When using Prometheus for monitoring, alerting is done through AlertManager, but there are many people who are confused about the configuration related to alerting and are not quite sure when exactly it will be done. Here we will briefly introduce a few confusing parameters in AlertManager.

First of all, there are two global parameters scrape_interval and evaluation_interval in Prometheus. The scrape_interval parameter represents the time interval at which Prometheus grabs metrics data from various metrics interfaces, and the evaluation_interval parameter represents the time interval at which Prometheus calculates the evaluation of an alarm rule.

When an alarm rule is evaluated, its status may be one of inactive, pending, or firing. After evaluation, the status is sent to the associated AlertManager to potentially start or stop the delivery of alert notifications.

This is where the group_by parameter configured in the AlertManager comes into play. To avoid sending similar alert notifications in succession, related alerts can be grouped into the same group for alerting. In some cases, such as when a large number of alarms are triggered at the same time due to system downtime, the grouping mechanism can combine these triggered alarms into a single alert notification to avoid receiving a large number of alerts at once.

`1`	`group_by: ['alertname', 'job']`

When a new alarm group is created, it needs to wait at least group_wait to initialize the alarms.

This effectively buffers the alerts sent from Prometheus to AlertManager by grouping them under the same label instead of sending them all.

1
2

group_by: ['alertname', 'job']
group_wait: 45s # 通常设置成0s ~ 几分钟

But this may also lead to longer waiting time for incoming alert notifications. Another problem is that the next time we evaluate an alarm rule, we will receive the same group alarm notification again, and we can use the group_interval parameter to configure that after the last alarm notification is sent to a group, we wait for the group_interval time before sending the triggered alarm and the resolved alarm to the receiver. resolved alarms to the receiver.

1
2
3

group_by: ['instance', 'job']
group_wait: 45s
group_interval: 10m # 通常设置成5分钟以上

In addition there is a repeat_interval parameter, this parameter is mainly used to configure the alarm information has been sent successfully, and then triggered to send the time interval, generally different types of alarm business to change the parameter configuration is not quite the same, for the more important and urgent can be set to change the parameter slightly smaller, for less urgent can be set slightly larger.

These are some of the global parameters configured in Prometheus or AlertManager, for specific alert rules there is still time to configure, as shown in the following alert rules.

groups:
- name: test-node-mem
  rules:
  - alert: NodeMemoryUsage
    expr: (node_memory_MemTotal_bytes - (node_memory_MemFree_bytes + node_memory_Buffers_bytes + node_memory_Cached_bytes)) / node_memory_MemTotal_bytes * 100 > 90
    for: 1m
    labels:
      team: node
    annotations:
      summary: "{{$labels.instance}}: High Memory usage detected"
        description: "{{$labels.instance}}: Memory usage is above 90% (current value is: {{ $value }}"
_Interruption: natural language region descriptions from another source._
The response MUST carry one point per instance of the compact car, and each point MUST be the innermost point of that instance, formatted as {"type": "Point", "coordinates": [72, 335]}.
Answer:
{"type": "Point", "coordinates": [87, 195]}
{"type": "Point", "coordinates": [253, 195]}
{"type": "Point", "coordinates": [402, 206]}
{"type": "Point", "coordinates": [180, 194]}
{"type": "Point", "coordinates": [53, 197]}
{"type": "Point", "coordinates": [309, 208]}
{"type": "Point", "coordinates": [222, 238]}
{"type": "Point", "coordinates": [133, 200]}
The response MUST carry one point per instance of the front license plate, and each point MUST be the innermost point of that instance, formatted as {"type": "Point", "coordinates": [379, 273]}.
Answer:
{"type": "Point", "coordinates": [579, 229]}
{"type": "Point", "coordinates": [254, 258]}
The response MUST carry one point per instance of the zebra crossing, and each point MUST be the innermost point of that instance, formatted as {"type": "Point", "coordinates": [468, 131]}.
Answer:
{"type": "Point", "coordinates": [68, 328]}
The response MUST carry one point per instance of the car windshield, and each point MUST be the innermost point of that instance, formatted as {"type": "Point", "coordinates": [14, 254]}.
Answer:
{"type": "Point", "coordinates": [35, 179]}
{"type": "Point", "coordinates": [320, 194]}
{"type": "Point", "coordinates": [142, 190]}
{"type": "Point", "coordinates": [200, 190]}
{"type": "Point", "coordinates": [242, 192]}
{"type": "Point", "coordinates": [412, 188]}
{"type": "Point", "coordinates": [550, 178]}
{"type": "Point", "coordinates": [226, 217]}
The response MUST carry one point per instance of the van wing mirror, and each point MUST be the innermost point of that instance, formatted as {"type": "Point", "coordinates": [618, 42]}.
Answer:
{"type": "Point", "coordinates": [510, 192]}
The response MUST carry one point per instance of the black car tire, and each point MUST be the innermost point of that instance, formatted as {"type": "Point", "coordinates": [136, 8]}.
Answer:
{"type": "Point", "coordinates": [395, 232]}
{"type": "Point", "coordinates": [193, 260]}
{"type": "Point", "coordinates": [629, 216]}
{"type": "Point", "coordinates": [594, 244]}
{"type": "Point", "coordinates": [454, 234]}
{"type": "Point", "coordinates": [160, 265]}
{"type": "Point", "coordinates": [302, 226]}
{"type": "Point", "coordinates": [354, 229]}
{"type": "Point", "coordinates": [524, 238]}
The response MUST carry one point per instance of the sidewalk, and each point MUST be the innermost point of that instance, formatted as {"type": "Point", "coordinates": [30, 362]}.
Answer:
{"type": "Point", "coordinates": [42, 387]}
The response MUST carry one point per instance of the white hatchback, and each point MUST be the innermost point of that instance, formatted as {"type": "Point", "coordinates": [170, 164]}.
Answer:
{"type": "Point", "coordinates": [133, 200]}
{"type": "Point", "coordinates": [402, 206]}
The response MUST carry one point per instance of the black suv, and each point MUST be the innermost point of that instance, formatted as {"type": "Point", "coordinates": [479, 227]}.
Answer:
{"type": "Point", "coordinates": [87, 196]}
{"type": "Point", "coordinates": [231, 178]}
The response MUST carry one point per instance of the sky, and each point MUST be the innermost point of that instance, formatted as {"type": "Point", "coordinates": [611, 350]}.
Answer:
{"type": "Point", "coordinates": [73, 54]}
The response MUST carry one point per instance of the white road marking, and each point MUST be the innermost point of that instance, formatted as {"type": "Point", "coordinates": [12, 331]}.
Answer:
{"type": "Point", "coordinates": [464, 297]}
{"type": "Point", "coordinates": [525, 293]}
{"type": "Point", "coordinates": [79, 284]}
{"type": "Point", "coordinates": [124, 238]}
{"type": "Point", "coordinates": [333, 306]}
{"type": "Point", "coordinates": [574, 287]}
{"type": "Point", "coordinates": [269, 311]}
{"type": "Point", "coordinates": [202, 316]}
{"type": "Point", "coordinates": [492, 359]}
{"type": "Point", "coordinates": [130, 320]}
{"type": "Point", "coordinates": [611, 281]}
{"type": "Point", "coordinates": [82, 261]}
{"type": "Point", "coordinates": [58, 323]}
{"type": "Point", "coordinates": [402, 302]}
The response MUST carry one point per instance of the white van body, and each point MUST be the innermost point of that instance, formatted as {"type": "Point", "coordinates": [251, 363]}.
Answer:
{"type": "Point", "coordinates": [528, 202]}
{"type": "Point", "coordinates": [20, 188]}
Above we have defined a grouping of alarm rules named test-node-mem, an alarm rule consists of the following parts.

alert : the name of the alarm rule
expr : is used to make the alarm rule PromQL query statement
for : evaluates the waiting time (Pending Duration), used to indicate that the alarm will be sent only when the trigger condition lasts for a certain period of time, and the new alarm status generated during the waiting period is pending.
labels: custom tabs, allowing users to specify a list of additional tabs to be attached to the alert
annotations: specifies another set of tags that are not used as identifiers for alarm instances, but are often used to store additional information for alarm message presentation and such

The for field also affects our alarm arrival time, this parameter is used to indicate that the alarm is sent only when the trigger condition lasts for a certain period of time, and the new alarm status generated during the waiting period is pending, this parameter is mainly used for noise reduction, many metrics like response time are jittered, by specifying Pending Duration, we can filter out these transient jitter, which allows us to focus on issues that really have a lasting impact.

So in some cases, we can calculate that some of the indicators on our monitoring charts have reached the alert threshold, but they do not necessarily trigger the alert rule, for example, if we set the Pending Duration of 1 minute in the rule above, the alert will not be triggered for the following case, because the duration is too short, not reaching one minute.

If the alarm rule exceeds the threshold for more than Pending Duration then the alarm will be triggered, and after the alarm is generated, it will go through Alertmanager’s grouping, suppression processing, silent processing, de-duplication processing and noise reduction processing before it is sent to the receiver. So from the time an alarm rule is evaluated to the time it triggers an alarm to the time it is sent to the recipient, there are a series of factors that intervene in between, so it is not surprising that sometimes you see on the monitoring chart that the threshold has been reached and you do not receive a monitoring alarm in the end.